THEATRE ROYAL, DRURY LANE.  (1800.)

£950.00 

Available to view at our Curzon Street shop.

PRINTED ON SILK

Letterpress broadside printed on gold ribbed silk, with a scalloped sawtooth edge on each side. Incorporating an engraved Royal Crest at head, three ornamental rules, and a variety of typefaces. Old folds, cockling (due in part to the ribbing of the silk), a few chips at edge, one closed marginal tear at top edge. London, Drury Lane, C. Lowndes, March 6th

A handsome and ephemeral survival from a production at Georgian London's leading Theatre.

 

The two plays offered on the night of Thursday March 6th 1800 were the popular Sheridan comedy The Rivals, and George Colman's dramatic romance Blue Beard; or Female Curiosity.

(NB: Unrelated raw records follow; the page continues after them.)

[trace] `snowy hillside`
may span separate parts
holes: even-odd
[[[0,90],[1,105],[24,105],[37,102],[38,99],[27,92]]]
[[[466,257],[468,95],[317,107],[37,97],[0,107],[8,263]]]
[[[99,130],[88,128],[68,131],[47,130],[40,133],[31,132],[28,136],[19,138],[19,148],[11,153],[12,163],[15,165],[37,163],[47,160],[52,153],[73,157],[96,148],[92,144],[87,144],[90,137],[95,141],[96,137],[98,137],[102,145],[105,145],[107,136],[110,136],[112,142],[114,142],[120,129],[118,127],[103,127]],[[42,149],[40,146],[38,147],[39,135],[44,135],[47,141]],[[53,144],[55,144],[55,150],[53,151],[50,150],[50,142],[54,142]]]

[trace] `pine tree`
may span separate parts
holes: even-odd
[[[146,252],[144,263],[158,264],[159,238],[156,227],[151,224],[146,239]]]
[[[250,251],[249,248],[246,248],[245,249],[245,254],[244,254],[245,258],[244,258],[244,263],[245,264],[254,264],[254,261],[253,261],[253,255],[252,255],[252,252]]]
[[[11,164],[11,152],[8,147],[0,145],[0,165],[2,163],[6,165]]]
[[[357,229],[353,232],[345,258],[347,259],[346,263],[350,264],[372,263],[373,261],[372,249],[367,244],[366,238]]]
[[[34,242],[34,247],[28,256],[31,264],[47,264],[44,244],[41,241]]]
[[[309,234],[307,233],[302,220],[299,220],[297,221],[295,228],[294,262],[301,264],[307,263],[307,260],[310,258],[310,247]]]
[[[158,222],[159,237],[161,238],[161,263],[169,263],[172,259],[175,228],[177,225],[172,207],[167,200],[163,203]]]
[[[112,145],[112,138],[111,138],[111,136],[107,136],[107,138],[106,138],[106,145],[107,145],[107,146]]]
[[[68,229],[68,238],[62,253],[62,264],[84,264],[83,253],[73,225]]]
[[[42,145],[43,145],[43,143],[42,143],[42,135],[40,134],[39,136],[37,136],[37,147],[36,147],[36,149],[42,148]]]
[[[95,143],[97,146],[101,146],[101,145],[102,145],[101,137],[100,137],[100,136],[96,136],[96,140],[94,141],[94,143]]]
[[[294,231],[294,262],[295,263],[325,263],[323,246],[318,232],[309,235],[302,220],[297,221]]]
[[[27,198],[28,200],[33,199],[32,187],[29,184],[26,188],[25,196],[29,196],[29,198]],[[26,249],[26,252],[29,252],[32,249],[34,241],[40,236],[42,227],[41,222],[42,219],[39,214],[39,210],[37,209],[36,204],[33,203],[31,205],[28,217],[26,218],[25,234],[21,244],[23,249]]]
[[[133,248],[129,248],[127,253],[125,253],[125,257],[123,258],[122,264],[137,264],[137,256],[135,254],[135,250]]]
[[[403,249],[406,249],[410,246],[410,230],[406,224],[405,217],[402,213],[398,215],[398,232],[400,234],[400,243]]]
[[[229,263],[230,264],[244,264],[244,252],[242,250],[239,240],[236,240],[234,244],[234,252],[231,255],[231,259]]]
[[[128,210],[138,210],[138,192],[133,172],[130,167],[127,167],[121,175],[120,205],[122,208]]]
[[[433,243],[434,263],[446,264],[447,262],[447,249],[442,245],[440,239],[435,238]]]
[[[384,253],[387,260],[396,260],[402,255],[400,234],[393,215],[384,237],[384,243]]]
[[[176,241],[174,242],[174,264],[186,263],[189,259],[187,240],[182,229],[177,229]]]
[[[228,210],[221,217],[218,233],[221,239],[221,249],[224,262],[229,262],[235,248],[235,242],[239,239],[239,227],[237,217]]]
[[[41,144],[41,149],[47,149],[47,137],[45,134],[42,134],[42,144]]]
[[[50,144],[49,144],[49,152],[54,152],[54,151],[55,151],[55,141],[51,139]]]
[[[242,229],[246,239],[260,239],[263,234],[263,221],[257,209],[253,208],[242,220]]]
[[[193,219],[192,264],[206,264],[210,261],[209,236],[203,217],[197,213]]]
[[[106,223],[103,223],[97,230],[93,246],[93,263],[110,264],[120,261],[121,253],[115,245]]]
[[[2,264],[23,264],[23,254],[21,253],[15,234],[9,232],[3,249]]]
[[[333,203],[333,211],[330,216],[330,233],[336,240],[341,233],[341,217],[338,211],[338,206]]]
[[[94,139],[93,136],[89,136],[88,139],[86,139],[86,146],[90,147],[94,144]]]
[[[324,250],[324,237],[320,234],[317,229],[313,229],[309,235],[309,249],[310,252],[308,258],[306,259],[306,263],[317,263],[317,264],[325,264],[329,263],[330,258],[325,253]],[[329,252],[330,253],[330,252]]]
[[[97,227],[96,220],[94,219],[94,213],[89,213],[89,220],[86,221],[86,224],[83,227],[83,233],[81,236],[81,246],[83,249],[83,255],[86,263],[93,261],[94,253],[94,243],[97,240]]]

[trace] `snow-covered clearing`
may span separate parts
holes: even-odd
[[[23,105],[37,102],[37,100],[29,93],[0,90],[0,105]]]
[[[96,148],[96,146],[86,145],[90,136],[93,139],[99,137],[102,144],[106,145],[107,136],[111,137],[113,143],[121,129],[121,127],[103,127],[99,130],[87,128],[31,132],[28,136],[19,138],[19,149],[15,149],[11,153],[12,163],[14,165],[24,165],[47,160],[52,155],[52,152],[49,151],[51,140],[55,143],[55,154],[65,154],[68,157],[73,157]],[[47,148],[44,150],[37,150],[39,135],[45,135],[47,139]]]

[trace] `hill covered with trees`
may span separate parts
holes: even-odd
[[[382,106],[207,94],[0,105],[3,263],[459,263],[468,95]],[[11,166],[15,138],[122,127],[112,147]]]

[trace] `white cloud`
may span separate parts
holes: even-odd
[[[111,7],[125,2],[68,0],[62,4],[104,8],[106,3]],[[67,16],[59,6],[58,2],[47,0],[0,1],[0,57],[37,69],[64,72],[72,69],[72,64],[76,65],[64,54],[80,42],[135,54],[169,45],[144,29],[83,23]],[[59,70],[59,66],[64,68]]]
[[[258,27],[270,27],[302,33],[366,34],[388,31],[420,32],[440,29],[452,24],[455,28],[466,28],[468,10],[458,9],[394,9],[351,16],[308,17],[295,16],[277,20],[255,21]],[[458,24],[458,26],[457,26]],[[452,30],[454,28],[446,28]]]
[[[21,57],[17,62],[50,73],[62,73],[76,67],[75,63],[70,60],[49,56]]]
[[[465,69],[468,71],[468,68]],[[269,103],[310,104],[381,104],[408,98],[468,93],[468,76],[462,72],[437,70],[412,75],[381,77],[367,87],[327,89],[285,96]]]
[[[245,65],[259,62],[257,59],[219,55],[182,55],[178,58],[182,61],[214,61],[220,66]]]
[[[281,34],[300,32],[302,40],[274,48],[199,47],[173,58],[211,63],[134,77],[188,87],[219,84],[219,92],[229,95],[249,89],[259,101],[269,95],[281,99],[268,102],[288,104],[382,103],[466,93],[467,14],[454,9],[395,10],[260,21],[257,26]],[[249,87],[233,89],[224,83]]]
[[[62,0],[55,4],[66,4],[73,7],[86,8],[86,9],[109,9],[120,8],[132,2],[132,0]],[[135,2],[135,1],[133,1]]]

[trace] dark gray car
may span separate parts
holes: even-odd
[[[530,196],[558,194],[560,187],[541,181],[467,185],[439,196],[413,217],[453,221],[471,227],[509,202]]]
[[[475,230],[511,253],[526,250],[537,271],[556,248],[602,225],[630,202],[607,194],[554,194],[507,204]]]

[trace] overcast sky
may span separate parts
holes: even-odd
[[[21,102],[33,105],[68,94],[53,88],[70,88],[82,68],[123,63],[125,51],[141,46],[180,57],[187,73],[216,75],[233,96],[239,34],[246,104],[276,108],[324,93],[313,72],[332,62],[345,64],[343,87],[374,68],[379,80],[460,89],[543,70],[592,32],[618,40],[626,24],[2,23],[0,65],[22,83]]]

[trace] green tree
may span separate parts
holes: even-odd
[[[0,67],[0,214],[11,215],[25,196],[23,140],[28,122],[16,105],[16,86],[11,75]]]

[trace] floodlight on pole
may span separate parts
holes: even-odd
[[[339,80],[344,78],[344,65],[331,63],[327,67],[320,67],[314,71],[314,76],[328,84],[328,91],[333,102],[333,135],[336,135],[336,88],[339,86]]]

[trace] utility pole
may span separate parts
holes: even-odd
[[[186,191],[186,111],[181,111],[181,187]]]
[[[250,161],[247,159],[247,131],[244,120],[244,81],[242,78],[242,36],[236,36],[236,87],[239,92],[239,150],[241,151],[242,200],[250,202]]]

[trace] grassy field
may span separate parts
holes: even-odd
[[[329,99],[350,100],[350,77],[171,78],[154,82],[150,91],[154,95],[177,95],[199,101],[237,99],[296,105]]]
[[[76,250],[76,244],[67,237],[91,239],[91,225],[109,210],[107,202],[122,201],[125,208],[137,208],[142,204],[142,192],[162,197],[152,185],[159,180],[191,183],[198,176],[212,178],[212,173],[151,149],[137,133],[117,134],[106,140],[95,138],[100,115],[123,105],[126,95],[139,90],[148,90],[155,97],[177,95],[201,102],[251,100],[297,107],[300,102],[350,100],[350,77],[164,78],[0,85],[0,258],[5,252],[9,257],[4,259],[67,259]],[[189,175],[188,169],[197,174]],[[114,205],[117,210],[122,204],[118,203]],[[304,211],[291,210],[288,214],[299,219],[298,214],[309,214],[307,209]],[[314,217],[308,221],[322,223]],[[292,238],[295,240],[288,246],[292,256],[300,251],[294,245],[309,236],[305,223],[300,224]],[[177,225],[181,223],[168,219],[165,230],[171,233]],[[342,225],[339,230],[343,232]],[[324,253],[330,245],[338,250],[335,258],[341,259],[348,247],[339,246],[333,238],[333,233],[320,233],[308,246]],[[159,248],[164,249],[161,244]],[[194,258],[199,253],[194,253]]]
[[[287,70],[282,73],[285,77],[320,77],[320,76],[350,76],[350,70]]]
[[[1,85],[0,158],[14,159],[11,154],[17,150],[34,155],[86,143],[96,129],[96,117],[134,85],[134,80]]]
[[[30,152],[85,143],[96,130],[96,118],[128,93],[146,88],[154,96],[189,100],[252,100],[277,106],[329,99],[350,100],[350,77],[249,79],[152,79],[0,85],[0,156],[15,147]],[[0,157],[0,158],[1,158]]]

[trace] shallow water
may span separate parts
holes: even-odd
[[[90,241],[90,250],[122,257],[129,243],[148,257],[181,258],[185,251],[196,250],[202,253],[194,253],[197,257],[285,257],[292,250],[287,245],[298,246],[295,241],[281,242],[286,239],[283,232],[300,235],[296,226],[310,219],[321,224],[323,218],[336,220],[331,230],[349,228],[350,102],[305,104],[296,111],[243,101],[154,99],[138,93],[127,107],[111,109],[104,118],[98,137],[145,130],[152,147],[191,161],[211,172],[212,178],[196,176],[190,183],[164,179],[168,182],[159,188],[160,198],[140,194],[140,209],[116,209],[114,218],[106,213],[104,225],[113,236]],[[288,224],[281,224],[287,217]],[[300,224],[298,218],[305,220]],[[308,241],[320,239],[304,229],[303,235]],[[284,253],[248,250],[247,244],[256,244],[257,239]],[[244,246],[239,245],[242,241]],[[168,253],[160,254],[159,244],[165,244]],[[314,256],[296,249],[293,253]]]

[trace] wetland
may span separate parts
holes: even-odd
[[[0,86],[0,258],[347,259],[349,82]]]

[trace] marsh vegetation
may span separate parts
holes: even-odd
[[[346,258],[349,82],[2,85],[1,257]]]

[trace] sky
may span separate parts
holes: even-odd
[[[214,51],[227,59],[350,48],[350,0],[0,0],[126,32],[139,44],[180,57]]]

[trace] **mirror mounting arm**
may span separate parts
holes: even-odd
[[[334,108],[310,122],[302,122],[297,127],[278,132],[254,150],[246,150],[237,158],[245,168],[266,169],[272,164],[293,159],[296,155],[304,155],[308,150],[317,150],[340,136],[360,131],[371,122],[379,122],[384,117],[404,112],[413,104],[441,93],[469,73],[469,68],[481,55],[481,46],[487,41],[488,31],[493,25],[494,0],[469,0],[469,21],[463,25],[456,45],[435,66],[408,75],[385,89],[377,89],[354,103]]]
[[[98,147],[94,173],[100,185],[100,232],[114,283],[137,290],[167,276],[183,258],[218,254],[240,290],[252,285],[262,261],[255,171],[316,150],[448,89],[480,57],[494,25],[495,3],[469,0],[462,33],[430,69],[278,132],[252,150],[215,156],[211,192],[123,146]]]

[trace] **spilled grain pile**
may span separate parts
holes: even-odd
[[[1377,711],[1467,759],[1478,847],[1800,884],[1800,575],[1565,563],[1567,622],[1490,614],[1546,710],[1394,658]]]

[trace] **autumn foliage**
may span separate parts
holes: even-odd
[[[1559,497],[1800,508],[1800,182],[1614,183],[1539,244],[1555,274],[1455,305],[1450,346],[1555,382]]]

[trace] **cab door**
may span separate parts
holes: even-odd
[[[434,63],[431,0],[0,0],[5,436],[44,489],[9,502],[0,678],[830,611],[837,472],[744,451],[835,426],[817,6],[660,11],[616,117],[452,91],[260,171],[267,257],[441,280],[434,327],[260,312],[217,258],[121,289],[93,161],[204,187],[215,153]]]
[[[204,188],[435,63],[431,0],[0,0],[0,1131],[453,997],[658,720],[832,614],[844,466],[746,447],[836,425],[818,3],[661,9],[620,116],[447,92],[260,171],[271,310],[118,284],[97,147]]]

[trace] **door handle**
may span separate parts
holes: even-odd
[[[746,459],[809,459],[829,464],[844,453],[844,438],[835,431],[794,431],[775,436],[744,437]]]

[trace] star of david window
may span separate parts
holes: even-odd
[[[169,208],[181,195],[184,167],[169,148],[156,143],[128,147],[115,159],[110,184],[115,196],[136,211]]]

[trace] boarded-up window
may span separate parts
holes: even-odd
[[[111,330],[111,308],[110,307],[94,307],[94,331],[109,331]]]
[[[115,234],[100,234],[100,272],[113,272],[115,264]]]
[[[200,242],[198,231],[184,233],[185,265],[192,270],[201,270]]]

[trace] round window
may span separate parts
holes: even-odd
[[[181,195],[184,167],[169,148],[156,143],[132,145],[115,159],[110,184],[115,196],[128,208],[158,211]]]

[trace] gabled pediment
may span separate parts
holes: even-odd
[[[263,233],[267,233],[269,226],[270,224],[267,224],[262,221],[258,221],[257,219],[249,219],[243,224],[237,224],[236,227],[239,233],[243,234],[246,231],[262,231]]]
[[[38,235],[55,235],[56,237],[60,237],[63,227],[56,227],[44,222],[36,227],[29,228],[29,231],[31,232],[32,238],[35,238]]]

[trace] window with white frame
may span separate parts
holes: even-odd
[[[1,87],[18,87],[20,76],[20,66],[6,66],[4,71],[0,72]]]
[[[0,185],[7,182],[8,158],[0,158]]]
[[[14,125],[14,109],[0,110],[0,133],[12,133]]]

The latter of these had opened at the Theatre Royal in January of 1798, to great success. The plot, drawn from a French folktale recorded by Charles Perrot, tells the strange story of young woman forced to marry a menacing character called Abomelique (Blue Beard). He gives her free reign of his castle, but tells her not to enter one specific chamber. When she does she is confronted by the corpses of his previous wives - her curiosity thus spares her their fate.

 

Replete with Orientalist themes (Abomelique is an Anglicisation of 'Abu Malik', and other characters are named Ibrahim, Selim, Shacabac and Fatima), Colman's retelling of this tale specifically situates the action in Turkey, tapping into a growing European obsession with the dangerous eroticised space of the seraglio.

 

Amongst the actors listed on the broadside are a Mr Kemble, likely John Philip, younger brother of Sarah Siddons. The role of Blue Beard was played by William Barrymore, scion of the great acting dynasty. Anna Maria Crouch stars opposite, infamous for her brief affair with the Prince of Wales. George Sheridan, author of The Rivals, was during this period the manager of Drury Lane. 

 

Such playbills were used both to advertise performances, and more likely in this case, as souvenirs of an evening's entertainment. The printing on fine silk would have made for an attractive keepsake. Unsurprisingly, there are no copies listed on OCLC.